XPS blank and FCS fin plug installation-MELTDOWN

Hi,

 Sometimes my XPS blank is melting down when installing FCS fin plugs even with slow hardener (epoxy)

Does someone has this same problem? Any tips to avoid meltdown?

Thanks,

P

 

Pinguino,

I did a fcs repair on one and am always concerned with melt throughs with epoxy and styrofoam.  I poured one half at a time and covered the repair with wax paper and an ice bag. I think I picked that tip up from Herb S. Having a very close tolerance hole helps.  Thousands of styro boards are boxed, plugged, etc so it’s very doable. For my own boards I do glass ons with eps and avoid the whole issue(and prefer polyU with epoxy).  I like glass on better anyway. Mike

There are casting epoxies on the market (almost no exotherm).

I do normal FCS installs with a casting resin, works perfect.

Had the exotherm on a XPS board recently. I noticed the resin I have is getting really hot when it cures. It’s old and I only have a small amount left. I have since gone to 2 pours for boxes on XPS, but once the resin I have is gone I’ll try doing it in one pour again. All these issues with post lam boxes makes it worth looking at the boxes that you install before the lam. I really like the probox with all the adjustments though.

Don’t use the plugs, the boxes don’t have thos problem and a vastly superior too.

 

Greg is is normal for old epoxy to get hot or cure faster? Mine is not RR or FH and it’s at least 2 years old maybe older.

It shouldn’t change.  I know that polyester does that but the styrene evaporates out of it which causes the change.  Epoxy doesn’t have solvents.

Thanks Greg. I don’t know what’s up, but the last several times I’ve used it I’ve had the part left in the cup smoking, and I mix with a scale, but they were small batches. I did have it get too hot when I installed boxes in a XPS board. I’m down to the last 10 or so ounces, so it’s almost gone. I really liked it though, no blush and it would sand so nice.

Good call Greg.

Set the plugs/boxes/etc first in a sized block of poly or d-cell foam using poly resin.  Route the board to fit the blocks and glue in with pour foam or gorilla glue (use clamps).  No heat, strong install, obviously not done post lam.

Shark,  are you mixing or pouring into buckets or containers that have residue or leftovers from past use?  A bad habit of mine, as long as it is clean I will reuse.  Swear that it has sped up both poly and epoxy batches before.  Worst thing is I continue same thing to this day.  Cannot handle the waste otherwise.

I usually use a clean cup for the resin every time I make a mix. I use another cup to measure out a small bit of hardener then I pour the rest back into the larger container several times before getting out a new one.

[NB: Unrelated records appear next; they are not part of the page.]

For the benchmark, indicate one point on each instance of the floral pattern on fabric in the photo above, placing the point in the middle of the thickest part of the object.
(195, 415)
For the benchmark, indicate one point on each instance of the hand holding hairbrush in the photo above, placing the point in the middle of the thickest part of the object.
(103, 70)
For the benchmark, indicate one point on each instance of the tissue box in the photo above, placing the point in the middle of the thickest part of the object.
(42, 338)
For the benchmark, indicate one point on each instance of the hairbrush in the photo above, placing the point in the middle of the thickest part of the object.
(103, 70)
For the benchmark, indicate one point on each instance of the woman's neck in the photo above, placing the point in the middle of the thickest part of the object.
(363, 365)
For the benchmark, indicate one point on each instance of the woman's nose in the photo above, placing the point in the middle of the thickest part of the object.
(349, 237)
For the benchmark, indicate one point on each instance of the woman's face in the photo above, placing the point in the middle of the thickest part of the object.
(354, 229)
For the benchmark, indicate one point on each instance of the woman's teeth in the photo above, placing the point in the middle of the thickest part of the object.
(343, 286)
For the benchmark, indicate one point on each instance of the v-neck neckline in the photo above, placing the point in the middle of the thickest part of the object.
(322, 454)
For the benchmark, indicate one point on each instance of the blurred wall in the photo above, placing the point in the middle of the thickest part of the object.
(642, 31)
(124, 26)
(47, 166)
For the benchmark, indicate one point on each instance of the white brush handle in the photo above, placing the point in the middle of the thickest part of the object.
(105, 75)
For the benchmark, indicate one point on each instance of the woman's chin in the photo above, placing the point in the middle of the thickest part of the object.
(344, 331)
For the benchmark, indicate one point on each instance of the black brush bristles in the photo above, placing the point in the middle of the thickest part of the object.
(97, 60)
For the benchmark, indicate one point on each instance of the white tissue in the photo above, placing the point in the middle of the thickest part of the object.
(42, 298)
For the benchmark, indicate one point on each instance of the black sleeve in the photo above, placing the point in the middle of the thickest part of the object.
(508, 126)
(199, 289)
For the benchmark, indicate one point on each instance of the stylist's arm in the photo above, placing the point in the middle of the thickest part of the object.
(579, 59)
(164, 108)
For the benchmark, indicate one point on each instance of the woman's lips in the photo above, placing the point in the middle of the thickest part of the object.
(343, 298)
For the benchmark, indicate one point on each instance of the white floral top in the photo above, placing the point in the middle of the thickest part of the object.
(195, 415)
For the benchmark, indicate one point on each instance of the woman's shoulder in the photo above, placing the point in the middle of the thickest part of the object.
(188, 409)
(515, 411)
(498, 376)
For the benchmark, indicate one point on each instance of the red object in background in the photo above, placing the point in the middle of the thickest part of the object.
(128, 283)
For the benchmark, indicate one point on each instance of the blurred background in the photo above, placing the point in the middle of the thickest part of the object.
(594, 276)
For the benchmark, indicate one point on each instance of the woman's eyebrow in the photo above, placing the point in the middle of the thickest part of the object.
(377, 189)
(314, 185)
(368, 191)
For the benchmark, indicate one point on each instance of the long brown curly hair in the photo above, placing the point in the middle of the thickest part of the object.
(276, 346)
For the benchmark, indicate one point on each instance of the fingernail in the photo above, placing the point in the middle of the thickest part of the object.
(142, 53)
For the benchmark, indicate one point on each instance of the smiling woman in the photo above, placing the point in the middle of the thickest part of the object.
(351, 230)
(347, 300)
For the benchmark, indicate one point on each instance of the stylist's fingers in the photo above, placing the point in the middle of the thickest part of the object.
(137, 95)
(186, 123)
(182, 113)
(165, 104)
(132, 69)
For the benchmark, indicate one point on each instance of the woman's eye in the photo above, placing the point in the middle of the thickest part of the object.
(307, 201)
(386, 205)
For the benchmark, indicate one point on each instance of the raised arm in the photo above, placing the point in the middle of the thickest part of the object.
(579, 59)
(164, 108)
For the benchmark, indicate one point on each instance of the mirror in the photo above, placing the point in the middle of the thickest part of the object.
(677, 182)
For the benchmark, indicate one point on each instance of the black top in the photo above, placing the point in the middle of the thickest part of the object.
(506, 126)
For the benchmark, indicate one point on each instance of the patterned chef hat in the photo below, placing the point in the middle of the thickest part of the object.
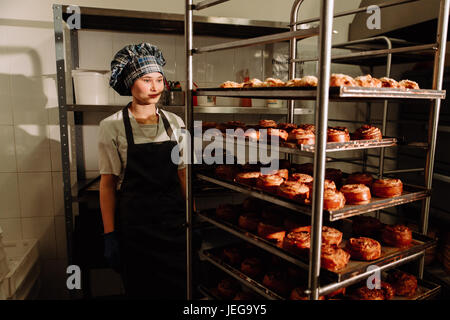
(131, 63)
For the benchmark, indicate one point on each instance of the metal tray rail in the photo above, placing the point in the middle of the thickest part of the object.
(389, 255)
(336, 93)
(410, 193)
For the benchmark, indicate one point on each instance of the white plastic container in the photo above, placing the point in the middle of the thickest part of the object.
(23, 256)
(91, 87)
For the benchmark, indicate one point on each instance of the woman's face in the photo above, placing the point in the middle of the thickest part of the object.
(148, 88)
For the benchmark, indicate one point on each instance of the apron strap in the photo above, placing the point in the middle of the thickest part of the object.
(127, 123)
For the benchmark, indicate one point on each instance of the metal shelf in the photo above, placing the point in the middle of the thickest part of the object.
(410, 193)
(196, 109)
(335, 93)
(389, 255)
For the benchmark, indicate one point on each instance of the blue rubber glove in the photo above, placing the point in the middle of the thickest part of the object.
(112, 252)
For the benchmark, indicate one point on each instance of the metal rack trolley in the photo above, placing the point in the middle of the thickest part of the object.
(67, 59)
(322, 97)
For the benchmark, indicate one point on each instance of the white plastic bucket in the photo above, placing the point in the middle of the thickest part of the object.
(91, 87)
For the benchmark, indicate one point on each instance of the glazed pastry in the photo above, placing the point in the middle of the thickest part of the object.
(368, 81)
(333, 200)
(248, 178)
(387, 188)
(269, 183)
(360, 178)
(338, 134)
(397, 235)
(368, 132)
(356, 194)
(362, 248)
(231, 84)
(389, 83)
(408, 84)
(333, 258)
(342, 80)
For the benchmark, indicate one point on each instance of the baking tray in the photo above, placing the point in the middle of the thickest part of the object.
(425, 289)
(410, 193)
(388, 254)
(335, 93)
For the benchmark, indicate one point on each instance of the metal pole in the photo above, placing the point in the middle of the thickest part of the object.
(385, 108)
(293, 55)
(190, 128)
(438, 75)
(326, 27)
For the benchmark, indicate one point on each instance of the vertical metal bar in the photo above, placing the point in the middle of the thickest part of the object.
(438, 75)
(385, 108)
(321, 118)
(63, 126)
(293, 55)
(188, 32)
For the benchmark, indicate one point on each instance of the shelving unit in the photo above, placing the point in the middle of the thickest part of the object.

The resin was in a 5 gallon container, but I pour out smaller amounts into other conatiners to make it easier to pour into cups. The hardener came in a 2 gallon or so container. It’s a 5-2 by weight mix.

In the last several months, when I make small mixes like 2 or 3 oz for boxes or ding repair, I end up with a smoking hot cup if I don’t use it fast enough. If I can get it out of the cup and not too thick, it’s OK.

 

It might depend on what you are thickening the epoxy with (assuming you are using a thickening agent). All epoxies I have ever used cure much faster with colloidal silica added. For some reason glass bubbles have less of an effect.

I do it like Rooster

Being a cheap DIYer for a few years, Ive used microballoons in the mix to reduce the amount of resin used, to reduce the exotherm, and because the function of the pour was to position the plug and the depth of the pour would create stability beyond resin density.

Rooster Mike, you like glass ons better for weight? For me, boxes are the only way to go. For some reason sanding fins drives me batsh$%. If I don’t have to sand one more glass on fin in my life I’ll die a happy man. I make my buddies do their own sanding on the boards I make them. Everything else is cake but glass ons…fugeddabout it.